I’m getting odd results out of this code, it just copies unsigned long long data, but sometimes it gives wrong results.

If it finds something wrong, it prints 2 files, the input to:

input_data

and the output (incorrect) to:

output_data

Just wanted to make sure I’m not doing something dumb. Also it would be good to know if anyone can reproduce this problem.

Some info:

I am using cuda 4.0 drivers, on a Tesla S1070.

I’ve used all 4 gpus on the machine with the same result.

I’ve tried compiling with nvcc 3.2 and nvcc 4.0.

The machine is 64 bit linux and gcc is version 4.4.3.

I compiled with:

nvcc -o curr -arch=sm_13 -O2 curr.cu

Most times it will give the right answer, but sometimes it doesn’t.

When it doesn’t the differences are always few and each is a pair of consecutive numbers.

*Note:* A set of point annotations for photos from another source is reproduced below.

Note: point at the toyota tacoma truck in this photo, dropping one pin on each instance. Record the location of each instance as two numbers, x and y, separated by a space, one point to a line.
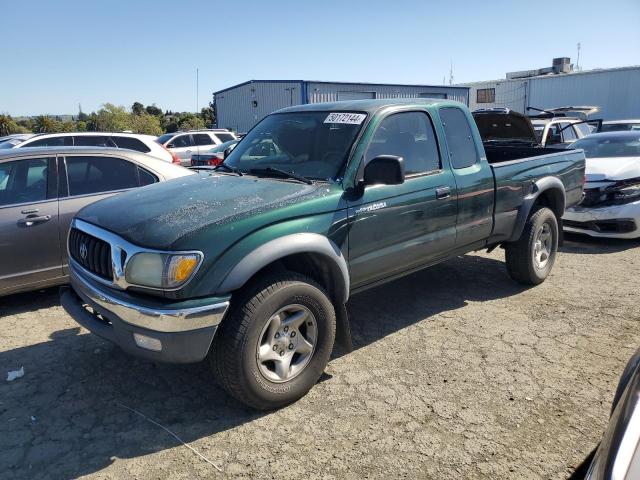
250 265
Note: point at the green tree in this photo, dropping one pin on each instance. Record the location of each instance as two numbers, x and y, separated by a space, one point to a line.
153 110
145 123
137 108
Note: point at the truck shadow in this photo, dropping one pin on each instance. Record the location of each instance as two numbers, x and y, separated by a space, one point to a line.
67 416
576 243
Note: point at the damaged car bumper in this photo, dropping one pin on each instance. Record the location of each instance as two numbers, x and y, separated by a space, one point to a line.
614 221
176 333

I’m attaching the code as an attachment as well.

Thanks

#include <stdlib.h>

#include <stdio.h>

#include <string.h>

#include <cuda.h>

template <typename T>

void print_vector(const char * filename, const T * vec, const char * code, int n)

{

    FILE * file = fopen(filename,"w");

    for(int i = 0;i<n;++i)

        fprintf(file,code,vec[i]);

    fclose(file);

}

template <typename T>

__global__

void copy_function( T * A, T * B, int n) 

{

    int i = blockDim.x*blockIdx.x+threadIdx.x;

    if(i<n)

    {

        B[i] = A[i];

    }

}

int main(int argc, char * argv[])

{

    int n_iterations = 100;

    int device = 0;

    cudaSetDevice(device);

typedef unsigned long long uint64;

    typedef unsigned int uint32;

int N = 60000;

    int BLOCKSIZE = 128;

    int NBLOCKS = (N+BLOCKSIZE-1)/BLOCKSIZE;

uint64 * host_ptr = (uint64*)malloc(sizeof(uint64)*N);

    uint64 * host_ptr_2 = (uint64*)malloc(sizeof(uint64)*N);

for(int i = 0; i<N; i++)

        host_ptr[i] = (uint64)(((uint64)rand()<<32)^((uint64)rand()));

uint64 * device_ptr;  

    uint64 * device_ptr_2;

cudaMalloc(&device_ptr,sizeof(uint64)*N);

    cudaMalloc(&device_ptr_2,sizeof(uint64)*N);

    cudaMemcpy(device_ptr,host_ptr,sizeof(uint64)*N,cudaMemcpyHostToDevice);

printf("testing %d times on device %d\n",n_iterations,device);

    bool correct = true;

    for(int i = 0; i<n_iterations; i++) {

        copy_function<uint64><<<NBLOCKS,BLOCKSIZE>>>(device_ptr,device_ptr_2,N);

        cudaThreadSynchronize();

        memset((void*)host_ptr_2,0,sizeof(uint64)*N);

        cudaMemcpy(host_ptr_2,device_ptr_2,sizeof(uint64)*N,cudaMemcpyDeviceToHost);

for(int k=0; k<N; k++) {

            correct = host_ptr[k]==host_ptr_2[k];

            if(!correct)

                break;

        }

if(!correct)

        {

            printf("%d: Output incorrect on device %d\n",i,device);

            print_vector<uint64>("input_data",host_ptr,"%llu\n",N);

            print_vector<uint64>("output_data",host_ptr_2,"%llu\n",N);

            break;

        }

    }

    if(correct)

        printf("Output correct %d times on device %d\n",n_iterations,device);

    cudaFree(device_ptr_2);

    cudaFree(device_ptr);

    free(host_ptr_2);

    free(host_ptr);

}

curr.cu (2.17 KB)